One of the lawsuits argues that many women don’t realize they are pregnant until after the six-week mark. They state that if the law is not halted, it will severely limit access to abortions in Iowa.
As a result of the temporary injunction, the state’s 20-week abortion ban is back in place while the courts assess the constitutionality of the new law.
Polk County District Court Judge Joseph Seidlin, who presided over a hearing on the matter last Friday, issued the temporary injunction on Monday. In his conclusion, he acknowledged the complexity of the issue and emphasized the importance of preserving the status quo while the litigation proceeds.
“The court will grant the temporary injunction requested here. In doing so, it recognizes that there are good, honorable and intelligent people—morally, politically and legally—on both sides of this upsetting societal and constitutional dilemma,” Mr. Seidlin’s conclusion read.
“The court believes it must follow current Iowa Supreme Court precedent and preserve the status quo ante while this litigation and adversarial presentation which our Supreme Court has invited moves forward.”
Mr. Seidlin based his ruling on the “undue burden” test, which requires laws to not create significant obstacles to abortion. The state Supreme Court had previously maintained that undue burden remains in effect and invited further litigation on the issue.
“The current state of the law in Iowa remains, at least for the time being, that some level of constitutional protection applies to women seeking abortion in Iowa, requiring an undue burden standard for analysis,” Mr. Seidlin said in his ruling. “Therefore, there also remains an underlying justification for the Petitioners’ standing to assert the constitutional rights of women seeking abortions in Iowa.”
State lawyers argued, and are likely to continue arguing, that the law should be analyzed using rational basis review, which is the lowest level of scrutiny for legal challenges.
Ms. Reynolds called for a special legislative session last week to devise this measure after the Iowa Supreme Court was unable to reach a decision on a previous six-week ban she signed in 2018.
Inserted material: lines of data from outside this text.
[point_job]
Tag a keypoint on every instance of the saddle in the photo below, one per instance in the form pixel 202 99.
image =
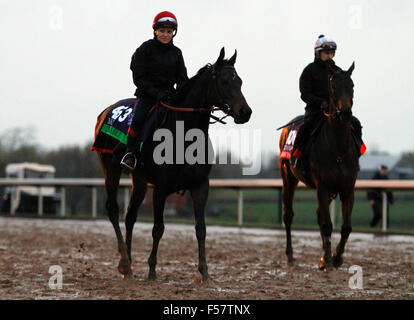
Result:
pixel 111 129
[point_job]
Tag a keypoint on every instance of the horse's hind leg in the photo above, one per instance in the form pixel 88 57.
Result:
pixel 112 175
pixel 157 230
pixel 199 196
pixel 325 226
pixel 139 189
pixel 347 203
pixel 288 191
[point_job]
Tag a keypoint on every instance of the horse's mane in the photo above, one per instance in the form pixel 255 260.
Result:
pixel 184 89
pixel 187 85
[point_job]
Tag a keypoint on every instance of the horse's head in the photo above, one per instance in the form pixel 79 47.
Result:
pixel 227 94
pixel 341 89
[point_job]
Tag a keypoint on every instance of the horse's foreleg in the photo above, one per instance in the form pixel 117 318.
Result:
pixel 157 230
pixel 288 191
pixel 112 176
pixel 347 203
pixel 139 189
pixel 325 226
pixel 199 196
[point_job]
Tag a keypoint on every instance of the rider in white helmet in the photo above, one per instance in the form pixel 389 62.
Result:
pixel 314 89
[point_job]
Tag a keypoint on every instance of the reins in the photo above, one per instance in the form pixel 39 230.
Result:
pixel 207 110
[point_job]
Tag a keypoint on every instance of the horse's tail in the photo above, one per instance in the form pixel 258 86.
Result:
pixel 283 137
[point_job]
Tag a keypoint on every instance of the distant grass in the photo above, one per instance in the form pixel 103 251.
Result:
pixel 260 209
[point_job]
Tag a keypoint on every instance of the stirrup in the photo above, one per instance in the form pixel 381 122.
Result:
pixel 126 165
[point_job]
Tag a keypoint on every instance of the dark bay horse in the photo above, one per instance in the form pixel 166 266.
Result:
pixel 214 85
pixel 333 166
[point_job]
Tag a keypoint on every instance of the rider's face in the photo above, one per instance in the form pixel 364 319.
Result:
pixel 164 35
pixel 327 55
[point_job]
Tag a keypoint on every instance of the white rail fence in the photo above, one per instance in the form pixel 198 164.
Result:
pixel 235 184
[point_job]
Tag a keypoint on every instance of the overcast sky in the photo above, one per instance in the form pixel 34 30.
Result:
pixel 62 62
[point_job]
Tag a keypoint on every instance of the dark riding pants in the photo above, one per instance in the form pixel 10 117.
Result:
pixel 141 109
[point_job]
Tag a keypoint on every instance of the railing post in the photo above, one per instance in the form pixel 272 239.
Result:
pixel 126 200
pixel 13 195
pixel 94 202
pixel 384 211
pixel 280 206
pixel 332 211
pixel 40 203
pixel 240 207
pixel 62 201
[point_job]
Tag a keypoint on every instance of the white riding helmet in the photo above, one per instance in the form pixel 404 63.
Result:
pixel 324 43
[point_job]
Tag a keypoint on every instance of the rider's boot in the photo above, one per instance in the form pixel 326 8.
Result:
pixel 129 161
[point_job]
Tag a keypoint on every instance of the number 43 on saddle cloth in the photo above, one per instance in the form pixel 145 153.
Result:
pixel 112 126
pixel 287 148
pixel 111 129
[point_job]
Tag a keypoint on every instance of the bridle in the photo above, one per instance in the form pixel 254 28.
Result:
pixel 221 105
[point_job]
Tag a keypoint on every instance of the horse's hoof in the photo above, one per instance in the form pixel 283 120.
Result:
pixel 124 267
pixel 291 262
pixel 325 266
pixel 337 261
pixel 152 276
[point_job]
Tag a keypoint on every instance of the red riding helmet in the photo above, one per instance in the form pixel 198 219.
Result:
pixel 165 19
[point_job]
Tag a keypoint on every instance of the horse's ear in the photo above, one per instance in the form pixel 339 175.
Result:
pixel 221 57
pixel 232 60
pixel 351 68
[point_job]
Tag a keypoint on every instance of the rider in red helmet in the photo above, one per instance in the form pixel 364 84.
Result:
pixel 157 67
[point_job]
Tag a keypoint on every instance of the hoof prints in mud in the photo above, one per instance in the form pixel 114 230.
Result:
pixel 243 263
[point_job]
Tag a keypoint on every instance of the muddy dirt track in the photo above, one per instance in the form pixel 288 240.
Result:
pixel 243 263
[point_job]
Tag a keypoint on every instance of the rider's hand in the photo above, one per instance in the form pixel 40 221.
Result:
pixel 164 95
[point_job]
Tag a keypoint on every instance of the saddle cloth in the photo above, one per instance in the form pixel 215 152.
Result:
pixel 113 123
pixel 289 143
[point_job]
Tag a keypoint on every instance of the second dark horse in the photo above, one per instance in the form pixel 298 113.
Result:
pixel 334 166
pixel 214 85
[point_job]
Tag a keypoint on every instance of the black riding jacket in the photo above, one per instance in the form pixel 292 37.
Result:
pixel 314 84
pixel 157 67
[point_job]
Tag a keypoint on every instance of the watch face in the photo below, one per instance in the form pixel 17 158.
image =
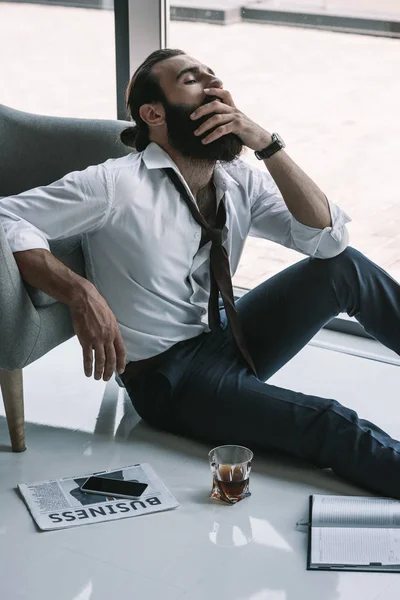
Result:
pixel 277 137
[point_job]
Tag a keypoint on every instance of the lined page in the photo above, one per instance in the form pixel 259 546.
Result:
pixel 355 511
pixel 354 546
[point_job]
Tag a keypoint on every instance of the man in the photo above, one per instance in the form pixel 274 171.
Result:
pixel 146 307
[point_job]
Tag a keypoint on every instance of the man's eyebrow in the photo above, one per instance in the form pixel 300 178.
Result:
pixel 194 70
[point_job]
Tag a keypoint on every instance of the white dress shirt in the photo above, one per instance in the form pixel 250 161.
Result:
pixel 141 244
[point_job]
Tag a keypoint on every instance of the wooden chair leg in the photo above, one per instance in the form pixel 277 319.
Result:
pixel 13 397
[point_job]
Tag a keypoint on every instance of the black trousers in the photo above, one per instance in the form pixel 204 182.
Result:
pixel 202 388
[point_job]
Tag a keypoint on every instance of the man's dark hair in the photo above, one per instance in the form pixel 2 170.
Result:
pixel 144 87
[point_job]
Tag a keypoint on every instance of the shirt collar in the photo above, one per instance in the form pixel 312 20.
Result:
pixel 154 157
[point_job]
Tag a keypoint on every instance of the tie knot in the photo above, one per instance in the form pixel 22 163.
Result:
pixel 215 235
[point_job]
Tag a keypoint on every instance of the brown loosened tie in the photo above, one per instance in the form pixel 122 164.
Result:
pixel 220 273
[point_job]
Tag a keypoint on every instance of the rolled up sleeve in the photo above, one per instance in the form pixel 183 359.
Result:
pixel 322 243
pixel 77 203
pixel 272 220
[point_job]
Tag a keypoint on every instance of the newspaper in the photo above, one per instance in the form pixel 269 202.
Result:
pixel 60 503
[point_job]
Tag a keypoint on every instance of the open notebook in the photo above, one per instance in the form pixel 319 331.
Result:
pixel 354 533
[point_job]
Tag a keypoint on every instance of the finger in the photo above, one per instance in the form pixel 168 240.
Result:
pixel 121 353
pixel 205 109
pixel 221 93
pixel 213 122
pixel 88 360
pixel 100 359
pixel 111 359
pixel 219 132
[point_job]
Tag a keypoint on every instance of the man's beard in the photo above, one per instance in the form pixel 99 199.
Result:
pixel 180 135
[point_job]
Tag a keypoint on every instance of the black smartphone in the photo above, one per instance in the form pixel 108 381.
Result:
pixel 113 487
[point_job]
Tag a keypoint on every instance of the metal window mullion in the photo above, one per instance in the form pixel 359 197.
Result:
pixel 140 28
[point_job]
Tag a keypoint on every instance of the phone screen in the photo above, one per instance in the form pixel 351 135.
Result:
pixel 104 485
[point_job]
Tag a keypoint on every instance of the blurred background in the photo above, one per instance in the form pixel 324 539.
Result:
pixel 323 74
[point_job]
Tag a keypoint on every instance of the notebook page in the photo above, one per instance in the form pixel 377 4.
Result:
pixel 354 546
pixel 355 511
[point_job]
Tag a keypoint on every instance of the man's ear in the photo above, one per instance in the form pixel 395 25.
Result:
pixel 152 114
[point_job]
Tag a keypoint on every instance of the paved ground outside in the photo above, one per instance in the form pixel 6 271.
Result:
pixel 334 98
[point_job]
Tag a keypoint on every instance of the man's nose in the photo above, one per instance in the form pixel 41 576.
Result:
pixel 215 82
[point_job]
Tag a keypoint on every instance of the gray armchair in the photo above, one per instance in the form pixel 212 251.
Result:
pixel 37 150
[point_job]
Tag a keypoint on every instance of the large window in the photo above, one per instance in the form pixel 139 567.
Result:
pixel 58 60
pixel 334 98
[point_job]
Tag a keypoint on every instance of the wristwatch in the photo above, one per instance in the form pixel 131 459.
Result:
pixel 276 144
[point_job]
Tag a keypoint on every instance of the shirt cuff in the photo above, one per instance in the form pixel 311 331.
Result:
pixel 308 239
pixel 26 240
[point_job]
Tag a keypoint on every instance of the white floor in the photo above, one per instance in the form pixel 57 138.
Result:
pixel 251 551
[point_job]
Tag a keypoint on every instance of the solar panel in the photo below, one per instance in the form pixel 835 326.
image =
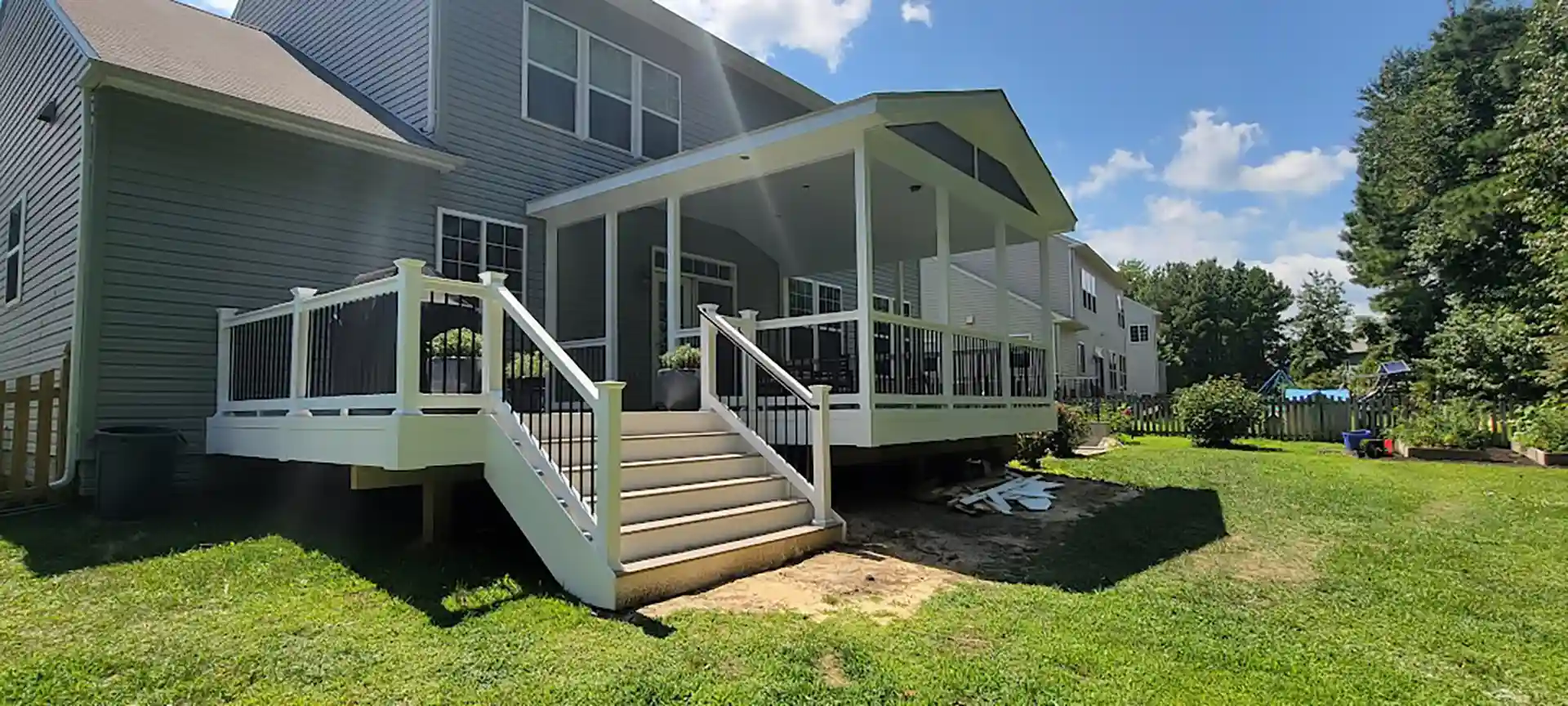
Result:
pixel 1394 368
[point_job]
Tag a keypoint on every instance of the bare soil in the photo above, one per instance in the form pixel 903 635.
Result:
pixel 901 552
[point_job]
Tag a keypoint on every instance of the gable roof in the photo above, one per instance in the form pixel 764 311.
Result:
pixel 180 54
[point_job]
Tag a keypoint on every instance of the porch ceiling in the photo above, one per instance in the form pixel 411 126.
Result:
pixel 756 182
pixel 804 217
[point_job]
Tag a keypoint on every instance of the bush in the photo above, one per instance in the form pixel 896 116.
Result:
pixel 683 358
pixel 1545 427
pixel 1454 424
pixel 1217 412
pixel 460 342
pixel 1071 431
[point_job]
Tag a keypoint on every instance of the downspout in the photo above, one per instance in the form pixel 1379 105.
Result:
pixel 78 344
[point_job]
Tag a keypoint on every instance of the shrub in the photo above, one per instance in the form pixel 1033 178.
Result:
pixel 1545 427
pixel 683 358
pixel 460 342
pixel 1454 424
pixel 1071 431
pixel 1217 412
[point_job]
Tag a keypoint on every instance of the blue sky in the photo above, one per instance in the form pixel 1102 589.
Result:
pixel 1179 129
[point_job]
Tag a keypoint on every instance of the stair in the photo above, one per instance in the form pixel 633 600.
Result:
pixel 698 507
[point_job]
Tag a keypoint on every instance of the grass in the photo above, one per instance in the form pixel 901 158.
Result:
pixel 1341 581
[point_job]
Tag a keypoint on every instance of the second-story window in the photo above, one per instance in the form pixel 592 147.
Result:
pixel 582 83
The bill was passed by both the House and Senate, where Republicans hold the majority. Democrats were all opposed, and some representatives and senators were absent or opposed. After seven hours of debate, the bill passed on July 11, amid rowdy protests.
Republican state Rep. Shannon Lundgren expressed her support for the bill.
“This bill protects unborn children in Iowa,” she said. “This bill sets a clear standard where the state has an interest in the life of the child: when the baby’s heart starts beating. Where there is a heartbeat, there is life.”
In 2018, there was a legal dispute over the law, and it was halted in the lower courts. The state aimed to reverse this decision following the U.S. Supreme Court’s ruling on Dobbs v. Jackson Women’s Health Organization.
A judge declared that the six-week ban would effectively prohibit almost all abortions, leading to a violation of the Iowa Constitution. The state appealed this ruling to the Iowa Supreme Court, where it was determined that abortion was not safeguarded by the state constitution, but the case resulted in a deadlock with a 3–3 tie.